Photographer: Akos Stiller / Bloomberg
Photographer: Akos Stiller / Bloomberg
A 24-year-old founder of two New York-based cryptocurrency hedge funds with more than $ 100 million in investments pleaded guilty to securities fraud on Thursday.
Stefan He Qin was charged with defrauding investors by claiming that he used a trading algorithm to take advantage of price differentials for a number of cryptocurrencies, federal prosecutors said in an emailed statement.

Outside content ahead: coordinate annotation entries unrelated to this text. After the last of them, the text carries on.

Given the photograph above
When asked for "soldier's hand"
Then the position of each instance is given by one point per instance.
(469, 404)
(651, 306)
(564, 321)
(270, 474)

Qin stole investor money from his Virgil Sigma Fund LP, and tried to dive into his VQR Multistrategy Fund LP to repay investors in the first fund, prosecutors said. He to admitAccording to the statement, Ted attempted to steal from yet another fund he controlled to meet the VQR fund’s redemption requirements.
“The entire house of cards has been revealed and Qin is now awaiting conviction for his brutal theft,” Audrey Strauss, the acting US attorney for Manhattan, said in the statement.
Qin’s fraud was based on a misrepresentation of his investment strategy of luring millions of dollars from investors to the fraudulent cryptocurrency companies, prosecutors said. An Australian citizen, Qin embezzled nearly all of the Virgil Sigma fund’s capital to pay for a penthouse apartment, among other personal expenses. He is facing a whopping 20 years in prison.
“Mr. Qin has accepted full responsibility for his actions and is determined to do what he can to make amends,” said lawyers Sean Hecker and Shawn Crowley in a statement.
The U.S. Securities and Exchange Commission has filed a parallel civil suit against Qin in December.